(Editor’s Note: This story has been updated to include comments from BREC.)
While many in north Baton Rouge oppose BREC’s proposed relocation of the BREC Baton Rouge Zoo from Baker to Airline Highway in southeast Baton Rouge, arguing it would hurt north Baton Rouge’s struggling economy, some residents of the neighborhoods adjacent to the proposed zoo site don’t like the idea either.
At a meeting Monday night of the Santa Maria Property Owners Association and the Highlands of Santa Maria POA, residents voiced strong concerns about the proposed relocation, according to Metro Council members Chauna Banks and Dwight Hudson, the latter of whom represents the area and helped arrange the meeting between BREC and the neighborhood associations.

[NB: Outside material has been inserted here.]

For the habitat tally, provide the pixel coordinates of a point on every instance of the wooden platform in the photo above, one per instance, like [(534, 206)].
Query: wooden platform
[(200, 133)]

BREC has said it favors moving the zoo to its Airline Highway Park, better known as the Fairgrounds, because of the area’s commercial viability and also because BREC already owns the land. The BREC administration is supposed to formally present its proposal to the BREC commission on Thursday, March 22.
In the meantime, the commission has been meeting with key stakeholders and community groups to drum up support for the idea. But it was a tough sell at Monday’s meeting, where residents were concerned about the possibility the zoo might bring increased flooding and greater traffic congestion to their area.
“BREC did make some assurances on the flooding part,” Hudson says. “Their plan is to create additional floodplain storage, but they really could not make any sort of statement about the impact of traffic, especially along Perkins, which was troublesome and rightfully so for a lot of those neighborhoods.”
The Fairgrounds backs up to Santa Maria and partially flooded during the August 2016 flood. BREC has said its plans for the new zoo would involve several flood mitigation measures that would help the area as a whole.
Banks, who says she was told at the door she was not invited to the meeting but went in anyway, says only one person who spoke favored the relocation. The rest opposed it.
“They had a lot of reasons for opposing it,” Banks says. “They talked about how the state fair is only two weeks out of the year and it is a nightmare. They said we don’t need this.”
Hudson agrees with Banks’ characterization of the meeting and says he thinks BREC has put the cart before the horse, focusing on a new location before identifying a funding source.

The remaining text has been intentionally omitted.